In other words, we must stop protecting them from the consequences of their misbehaviors. This is not only for one’s own safety (since we cannot predict how destructive the behavior of a practicing alcoholic may become), but also to increase the odds that intervention will lead to permanent recovery.
We increase the risk of dealing with people who violate our rights in unethical or criminal ways by allowing practicing alcohol and/or other drug addicts into our lives. This is true whether becoming involved personally or professionally. The former includes potential mates, parents, spouses, children and friends. The latter includes employees, employers, co-workers, tenants, landlords, partners and debtors.

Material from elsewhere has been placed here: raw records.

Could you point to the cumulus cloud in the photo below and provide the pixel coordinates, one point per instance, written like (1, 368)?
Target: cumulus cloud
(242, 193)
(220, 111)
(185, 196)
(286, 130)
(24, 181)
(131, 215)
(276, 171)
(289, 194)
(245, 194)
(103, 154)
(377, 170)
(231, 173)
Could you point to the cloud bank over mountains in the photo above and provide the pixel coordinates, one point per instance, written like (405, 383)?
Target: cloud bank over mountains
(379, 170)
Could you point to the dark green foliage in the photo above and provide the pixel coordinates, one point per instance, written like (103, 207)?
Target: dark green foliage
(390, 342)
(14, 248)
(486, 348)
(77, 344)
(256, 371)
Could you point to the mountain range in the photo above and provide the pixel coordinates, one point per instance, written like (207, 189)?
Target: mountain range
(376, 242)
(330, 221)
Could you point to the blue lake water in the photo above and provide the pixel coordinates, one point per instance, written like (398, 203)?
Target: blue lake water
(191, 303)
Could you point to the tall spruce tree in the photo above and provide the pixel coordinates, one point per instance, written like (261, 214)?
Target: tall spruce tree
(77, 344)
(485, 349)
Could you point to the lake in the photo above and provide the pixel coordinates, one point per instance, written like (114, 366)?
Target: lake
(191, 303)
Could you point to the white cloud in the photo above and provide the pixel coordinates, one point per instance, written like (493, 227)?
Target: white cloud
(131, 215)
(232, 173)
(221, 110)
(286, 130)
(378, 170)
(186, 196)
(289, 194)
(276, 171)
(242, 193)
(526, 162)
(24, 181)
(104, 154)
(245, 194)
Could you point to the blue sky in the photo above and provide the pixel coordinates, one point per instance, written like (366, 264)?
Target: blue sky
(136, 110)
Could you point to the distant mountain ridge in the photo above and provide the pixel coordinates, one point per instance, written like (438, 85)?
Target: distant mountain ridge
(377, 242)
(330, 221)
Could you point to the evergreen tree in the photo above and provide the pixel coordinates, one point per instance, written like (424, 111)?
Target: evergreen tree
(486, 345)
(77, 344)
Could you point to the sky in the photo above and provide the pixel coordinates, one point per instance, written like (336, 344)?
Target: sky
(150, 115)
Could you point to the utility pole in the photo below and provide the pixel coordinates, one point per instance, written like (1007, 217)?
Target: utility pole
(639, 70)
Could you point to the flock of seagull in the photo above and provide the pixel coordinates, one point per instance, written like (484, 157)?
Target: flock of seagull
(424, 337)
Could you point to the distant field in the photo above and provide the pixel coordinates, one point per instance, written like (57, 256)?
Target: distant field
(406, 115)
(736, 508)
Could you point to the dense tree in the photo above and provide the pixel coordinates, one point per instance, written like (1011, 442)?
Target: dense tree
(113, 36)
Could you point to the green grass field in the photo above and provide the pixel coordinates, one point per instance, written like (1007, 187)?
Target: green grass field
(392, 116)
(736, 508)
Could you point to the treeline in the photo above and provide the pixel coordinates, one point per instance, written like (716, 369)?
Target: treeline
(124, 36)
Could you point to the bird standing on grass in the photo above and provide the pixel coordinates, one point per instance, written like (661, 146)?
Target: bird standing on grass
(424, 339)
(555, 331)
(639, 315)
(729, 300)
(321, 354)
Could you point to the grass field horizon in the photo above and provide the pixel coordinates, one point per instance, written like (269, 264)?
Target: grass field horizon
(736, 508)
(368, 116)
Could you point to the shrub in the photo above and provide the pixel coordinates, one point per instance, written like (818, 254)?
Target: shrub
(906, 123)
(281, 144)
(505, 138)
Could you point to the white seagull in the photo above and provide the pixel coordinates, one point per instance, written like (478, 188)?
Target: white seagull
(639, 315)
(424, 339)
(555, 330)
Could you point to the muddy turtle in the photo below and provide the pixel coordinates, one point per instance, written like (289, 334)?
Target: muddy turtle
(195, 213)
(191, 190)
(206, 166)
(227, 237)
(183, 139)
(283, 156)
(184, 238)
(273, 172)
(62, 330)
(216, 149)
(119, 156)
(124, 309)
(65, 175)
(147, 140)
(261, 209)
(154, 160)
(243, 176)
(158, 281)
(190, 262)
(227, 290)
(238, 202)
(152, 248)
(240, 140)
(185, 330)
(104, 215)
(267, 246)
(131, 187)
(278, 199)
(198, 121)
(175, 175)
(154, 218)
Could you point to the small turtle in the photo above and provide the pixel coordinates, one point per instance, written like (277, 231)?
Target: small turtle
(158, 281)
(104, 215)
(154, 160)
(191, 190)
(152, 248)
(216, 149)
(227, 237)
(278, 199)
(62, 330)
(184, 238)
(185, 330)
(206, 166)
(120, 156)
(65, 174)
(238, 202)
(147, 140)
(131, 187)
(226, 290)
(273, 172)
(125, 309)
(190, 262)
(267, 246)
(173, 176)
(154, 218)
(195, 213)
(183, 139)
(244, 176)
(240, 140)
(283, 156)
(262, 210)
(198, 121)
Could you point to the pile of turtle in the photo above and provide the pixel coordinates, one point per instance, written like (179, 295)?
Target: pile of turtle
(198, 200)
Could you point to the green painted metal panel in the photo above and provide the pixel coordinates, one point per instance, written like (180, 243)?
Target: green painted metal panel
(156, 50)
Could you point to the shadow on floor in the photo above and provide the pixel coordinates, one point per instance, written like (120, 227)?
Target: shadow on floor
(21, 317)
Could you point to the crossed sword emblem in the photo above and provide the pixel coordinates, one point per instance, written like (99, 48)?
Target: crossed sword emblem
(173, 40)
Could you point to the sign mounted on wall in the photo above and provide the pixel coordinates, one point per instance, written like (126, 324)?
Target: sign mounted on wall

Take the TSARI (our unique Addiction Indicator, intended to help diagnose alcoholism and other drug addictions in other people) with those in mind whom you are thinking about forming such connections. Even experts don’t find alcoholism unless they look for it. If there are several signs and symptoms, assume that it may exist. Recognizing the behaviors indicative of alcoholism is essential since use by itself doesn’t paint the whole picture. Addiction requires both use and destructive behaviors, so look for the revealing physical signs to confirm this.
Experts have long known that addiction causes bizarre, criminal (including acts of terrorism), unethical and/or psychopathological behaviors. The theme of this work is that we should reverse this idea: if such behaviors are observed, especially in serial fashion, alcoholism or other drug addictions should be suspected. Furthermore, while the practicing addict cannot "Just say no to drugs," we as non- and/or recovering addicts can "Just Say No to Addicts" (meaning, stop protecting them from the consequences of their actions). Due to distorted perceptions, a build-up of crises or "bottoms" is a prerequisite for recovery. Such consequences, combined with professional intervention, greatly increase the odds of raising that bottom for the alcoholic or other drug addict. In this way, we can help to prevent tragedy.